Tuinen in Brugge en het Brugse Ommeland: wonen in groen
Op oude stadsplattegronden van Brugge valt op hoeveel groen er vroeger binnen de stadswallen voorkwam: moestuinen, boomgaarden, bleekvelden, ommuurde klooster- en privétuinen. Er waren dan ook talrijke tuinbouwers actief binnen de Brugse stadsmuren. Door de aanleg van nieuwe straten en de bouw van huizen in de 19e en 20e eeuw is een deel van dat groen inmiddels verdwenen. Toch treft men in de historische binnenstad ook op vandaag nog verrassend veel tuinen en parken aan. De meeste tuinen zijn privaat en helaas niet bezoekbaar. Een deel van de publieke parken dateert uit de 19e eeuw, toen het stadsbestuur onder meer met de aanleg van openbaar groen de stad opwaardeerde. Van deze parken is de Botanische Tuin (nu Koningin Astridpark genoemd) het oudste: het werd in 1850 aangelegd op de plaats van het vroegere Franciscanenklooster.
De meest uitgestrekte groenzone is de gordel van de vestingen, die de stad vrijwel volledig omsluit over een lengte van ruim zes kilometer. Met de parkaanleg van de vestingen werd begonnen rond het midden van de 19e eeuw. Vanaf de jaren zeventig van de 20e eeuw werden diverse grote privé-tuinen tot openbaar park omgevormd, zoals de Hof Sebrechts in de Beenhouwersstraat, de Hof Dejonghe bij de Lange Rei en het Minnewaterpark. Een bijzonder oord van groen en sereniteit is het Begijnhof, waarvan het binnenplein met hoge bomen beplant is. Typisch voor Brugge zijn de godshuizen, complexen van bejaardenhuisjes geschaard rondom een bloementuin. Enkele hiervan zijn te bezoeken.

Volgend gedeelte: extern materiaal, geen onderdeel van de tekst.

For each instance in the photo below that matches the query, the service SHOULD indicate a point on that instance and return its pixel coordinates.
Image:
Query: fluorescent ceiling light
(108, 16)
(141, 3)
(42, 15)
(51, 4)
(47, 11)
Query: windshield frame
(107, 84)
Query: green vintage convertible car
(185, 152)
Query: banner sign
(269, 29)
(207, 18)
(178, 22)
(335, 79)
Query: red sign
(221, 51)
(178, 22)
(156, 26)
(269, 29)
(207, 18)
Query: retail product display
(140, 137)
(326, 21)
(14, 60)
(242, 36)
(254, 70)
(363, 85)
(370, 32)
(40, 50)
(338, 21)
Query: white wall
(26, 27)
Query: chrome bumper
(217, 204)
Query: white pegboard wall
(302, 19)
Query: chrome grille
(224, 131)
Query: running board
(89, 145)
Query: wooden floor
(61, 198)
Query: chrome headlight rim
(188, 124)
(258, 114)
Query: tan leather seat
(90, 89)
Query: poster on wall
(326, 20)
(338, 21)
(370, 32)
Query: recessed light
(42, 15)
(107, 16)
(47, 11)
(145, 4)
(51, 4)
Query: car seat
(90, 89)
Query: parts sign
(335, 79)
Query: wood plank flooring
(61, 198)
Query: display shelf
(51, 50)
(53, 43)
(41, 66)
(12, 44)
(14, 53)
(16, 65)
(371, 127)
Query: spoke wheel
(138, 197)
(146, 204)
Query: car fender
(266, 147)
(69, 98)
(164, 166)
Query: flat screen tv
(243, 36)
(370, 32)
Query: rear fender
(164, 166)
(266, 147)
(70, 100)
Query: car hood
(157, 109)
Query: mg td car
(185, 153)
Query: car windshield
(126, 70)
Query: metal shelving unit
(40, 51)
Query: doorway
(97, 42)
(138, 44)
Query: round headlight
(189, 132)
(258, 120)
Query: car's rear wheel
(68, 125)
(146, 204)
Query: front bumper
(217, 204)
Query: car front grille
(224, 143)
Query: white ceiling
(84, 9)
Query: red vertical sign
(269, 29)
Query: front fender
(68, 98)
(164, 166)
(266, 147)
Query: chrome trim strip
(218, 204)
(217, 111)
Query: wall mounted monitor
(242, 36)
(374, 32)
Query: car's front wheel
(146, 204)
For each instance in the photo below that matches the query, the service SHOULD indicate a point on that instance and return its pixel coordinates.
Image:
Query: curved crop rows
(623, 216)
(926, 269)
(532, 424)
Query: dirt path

Het gebied buiten de middeleeuwse stadswallen behield tot het begin van de 20e eeuw een sterk ruraal karakter. De dorpskernen van de randgemeenten waren beperkt van omvang, en daarbuiten lagen weilanden, akkers, boom- en laurierkwekerijen en – vooral ten oosten en ten zuiden van de stad – bossen en heide. De kanalen en hoofdwegen waren afgeboord met rijen bomen. De bosrijke omgeving van Brugge werd door de graven van Vlaanderen tijdens de middeleeuwen gebruikt als jachtgebied. Ze bouwden er twee residenties: het kasteel van Wijnendale nabij Torhout in de late 13e eeuw en het kasteel van Male in de 14e eeuw. Heel wat kleinere kastelen in de regio rond Brugge waren dan weer het centrum van een heerlijkheid, een gebied waar de kasteelheer het voor het zeggen had. Kapitaalkrachtige burgers ontdekten in de loop van de 15e en 16e eeuw de geneugten van het buitenleven. Oude kastelen werden heringericht en nieuwe kastelen werden opgetrokken, al dan niet met een bijbehorende siertuin en hoeve. De voor het publiek toegankelijke kasteeldomeinen van Tillegem en de Koude Keuken, beiden in Sint-Andries, herinneren hier nog aan. Ook het vroegere grafelijke kasteel van Male werd in de 18e eeuw aangepast aan de toen heersende smaak, terwijl errond een formele tuin werd aangelegd.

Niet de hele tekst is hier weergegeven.